These observations in vivo were complemented by in vitro experiments on HUVECs, confirming that chemerin can decrease the phosphorylation of PTEN, increasing its activity [63, 64], counteracting the activity of AKT, and preventing FOXO1 inactivation. All these observations were however made only in conditions mimicking hypoxia, and the total level of PTEN in the cells was unchanged, in contrast to what was described in tumor cell lines [44, 45].

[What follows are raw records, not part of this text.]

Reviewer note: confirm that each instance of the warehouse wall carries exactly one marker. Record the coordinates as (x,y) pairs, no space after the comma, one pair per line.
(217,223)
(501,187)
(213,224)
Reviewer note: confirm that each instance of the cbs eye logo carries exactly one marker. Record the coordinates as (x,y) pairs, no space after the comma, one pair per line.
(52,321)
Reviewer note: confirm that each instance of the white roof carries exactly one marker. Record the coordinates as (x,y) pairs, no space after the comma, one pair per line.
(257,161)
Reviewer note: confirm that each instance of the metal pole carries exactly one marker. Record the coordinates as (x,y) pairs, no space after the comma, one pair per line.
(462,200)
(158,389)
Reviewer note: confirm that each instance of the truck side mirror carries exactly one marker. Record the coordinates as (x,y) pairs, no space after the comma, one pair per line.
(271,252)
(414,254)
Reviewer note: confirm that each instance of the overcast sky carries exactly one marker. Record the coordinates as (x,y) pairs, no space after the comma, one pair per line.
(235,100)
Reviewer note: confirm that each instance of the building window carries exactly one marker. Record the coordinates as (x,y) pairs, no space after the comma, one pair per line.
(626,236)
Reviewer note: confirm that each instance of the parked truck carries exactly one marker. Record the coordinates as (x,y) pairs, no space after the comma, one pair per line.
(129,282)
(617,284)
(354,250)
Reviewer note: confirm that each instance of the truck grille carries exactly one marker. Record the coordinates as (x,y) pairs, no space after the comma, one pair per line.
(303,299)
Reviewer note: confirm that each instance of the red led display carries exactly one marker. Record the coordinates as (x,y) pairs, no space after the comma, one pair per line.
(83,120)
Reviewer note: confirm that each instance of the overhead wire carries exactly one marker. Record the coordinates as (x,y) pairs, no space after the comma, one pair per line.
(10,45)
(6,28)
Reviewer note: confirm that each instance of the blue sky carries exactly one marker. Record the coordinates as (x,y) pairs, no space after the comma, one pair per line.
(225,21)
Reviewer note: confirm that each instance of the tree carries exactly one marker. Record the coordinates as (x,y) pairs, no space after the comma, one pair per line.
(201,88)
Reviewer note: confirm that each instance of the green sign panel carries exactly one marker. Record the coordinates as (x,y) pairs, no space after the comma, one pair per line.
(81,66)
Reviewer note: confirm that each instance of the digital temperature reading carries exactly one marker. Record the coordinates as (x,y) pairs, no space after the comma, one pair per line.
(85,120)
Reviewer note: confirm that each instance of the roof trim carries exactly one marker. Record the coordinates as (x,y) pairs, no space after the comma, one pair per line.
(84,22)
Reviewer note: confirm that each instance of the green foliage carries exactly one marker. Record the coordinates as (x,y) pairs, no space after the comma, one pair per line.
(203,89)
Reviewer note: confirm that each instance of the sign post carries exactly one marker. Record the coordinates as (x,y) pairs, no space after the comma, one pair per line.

Altogether, our data point toward a role of chemerin as a negative regulator of the PI3K-AKT pathway, particularly in hypoxic conditions in which neoangiogenesis occurs. This leads to an activation of the FOXO1 transcription factor, resulting in a modification of the balance between endothelial cell survival and neovessel stabilization on one side, and EC apoptosis and vessel regression on the other. These data suggest therapeutic applications of CMKLR1 agonists mimicking the effects of chemerin, with potential benefit in pathological situations involving inappropriate or excessive neoangiogenesis, including solid tumors, retinopathy of prematurity, diabetic retinopathy, and potentially arthritis in which destruction of the cartilage by the neoangiogenesis pathway triggered by inflammation plays a central role.
Methods
Mouse lines
C57BL/6J mice were purchased from Janvier. Mice overexpressing chemerin in keratinocytes under the control of the keratin K5 promoter (K5-Chem model) were described previously [19]. The CMKLR1 knockout mouse line was described previously [15]. The chemerin knockout mouse line (C57BL/6 N-Rarres2tm1(KOMP)Vlcg/MbpMmucd) was obtained from the Mutant Mouse Resource and Research Center at University of California at Davis. All genetically modified mouse lines were bred on the C57BL/6J background. Mice were maintained in a specific pathogen-free facility with environmental enrichment and unlimited access to food and water. Experimental animals were used between day 2 and 10 weeks of age. Transgenic or knockout mice and their respective controls were littermates in all settings. Altogether, 419 mice were used in this study.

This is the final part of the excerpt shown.